AUBURN HILLS – Reggie Bullock’s sprained ankle is in no danger of undermining the season the way Reggie Jackson’s sprained ankle took a wrecking ball to 2017-18, but it looks like he won’t be back in time to help the Pistons snap a three-game losing streak at Philadelphia.

“Reggie is still a little sore,” Dwane Casey said after Friday’s practice. “We’re going to see how he goes. Probably doubtful, I would say. But we’re going to hold the card to see how he feels tomorrow.”

That might not mean Bruce Brown will make his second career start – he started the opener when both Stanley Johnson and Bullock missed it and took Bullock’s place in the lineup to start Wednesday’s second half, though Casey wouldn’t commit to a Plan B – but it surely means he’ll again have an expanded role.

And that means there’s no obvious answer for how the Pistons do something to improve their 32.3 percent 3-point shooting, which ranks 26th in the league. Bullock was the NBA’s top 3-point shooter among players who took at least three attempts a game after he became a full-time starter last December, but he’s opened the season shooting 25 percent.

Blake Griffin has been the team’s best 3-point shooter at 48.7 percent on 5.6 attempts a game and that’s helped the Pistons to a 4-3 record. But with Griffin commanding double teams when he ventures inside, it’s imperative that the teammates who are gifted open shots by his vision and passing ability up their games.

Take Griffin and another unlikely 3-point marksman, Ish Smith – he’s second to Griffin at 46.2 percent on a career-high 3.7 attempts a game – out of the equation and the Pistons’ 32.3 percent figure plummets to 26 percent, which would rank last.

“Some of it is the type of shots, some of it is we’re missing some shots that we’re going to make,” Casey said. “It doesn’t just happen because you talk about it. ‘We’re going to be a 3-point shooting team? OK, we’re going to shoot 48, 49 percent.’ It doesn’t happen that way. You look at all the 3-point shooting teams. Golden State – it took them a couple of years to get that mentality. It’s a mentality, it’s a style of play, it’s a confidence.”

The six players who figured to be the ones to get the most minutes surrounding Griffin to supply the 3-point shooting the Pistons need to unburden him of consistent double teaming – Bullock, Reggie Jackson, Stanley Johnson, Luke Kennard, Glenn Robinson III and Langston Galloway – are shooting a combined 27.7 percent from three. Jackson is the best of the bunch at 33 percent and he’s taken more than anyone on the team with 48 through seven games.

Brown is 1 of 10 from the arc, but Casey has full confidence the rookie – already a fully trusted defender – will progress to becoming a 3-point weapon.

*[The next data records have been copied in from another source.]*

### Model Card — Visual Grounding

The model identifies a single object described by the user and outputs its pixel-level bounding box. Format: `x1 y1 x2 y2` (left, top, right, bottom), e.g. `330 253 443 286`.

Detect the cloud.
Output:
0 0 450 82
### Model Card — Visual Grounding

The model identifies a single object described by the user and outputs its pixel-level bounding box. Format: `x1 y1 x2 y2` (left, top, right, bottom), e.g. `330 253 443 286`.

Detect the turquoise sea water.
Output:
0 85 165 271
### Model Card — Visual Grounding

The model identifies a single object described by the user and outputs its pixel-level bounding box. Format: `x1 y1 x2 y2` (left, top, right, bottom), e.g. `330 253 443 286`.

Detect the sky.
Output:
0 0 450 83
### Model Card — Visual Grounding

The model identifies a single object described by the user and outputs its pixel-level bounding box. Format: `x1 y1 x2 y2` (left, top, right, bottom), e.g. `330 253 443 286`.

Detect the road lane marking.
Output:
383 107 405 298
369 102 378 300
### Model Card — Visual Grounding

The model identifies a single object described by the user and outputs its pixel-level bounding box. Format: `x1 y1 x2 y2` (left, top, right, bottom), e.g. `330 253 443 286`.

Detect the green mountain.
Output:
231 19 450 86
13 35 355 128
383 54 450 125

“It just takes work and he’s one of the hardest workers we have,” Casey said. “I have all the confidence in the world his shooting will come. I’ve got a litany of players that had far worse fundamentals with their shot than Bruce, so it’s going to come. He just needs time, minutes and he will get those.”

For all their offensive hiccups, the Pistons are averaging 111.0 points a game, which a season ago would’ve ranked No. 5. Alas, this year it’s good for 18th. Getting Bullock and Kennard – out at least another week, but likely more with a separated right shoulder – back will help.

In the meantime, it’s rushing a process that Casey knows can’t really be rushed and doing whatever is necessary in other areas to eliminate the mistakes that have cost the Pistons two last-possession losses to Boston and Brooklyn in their last two games.

  • Henry Ellenson and Khyri Thomas will play two games with the Grand Rapids Drive, Friday and Saturday, as the G League season opens this weekend, Casey said.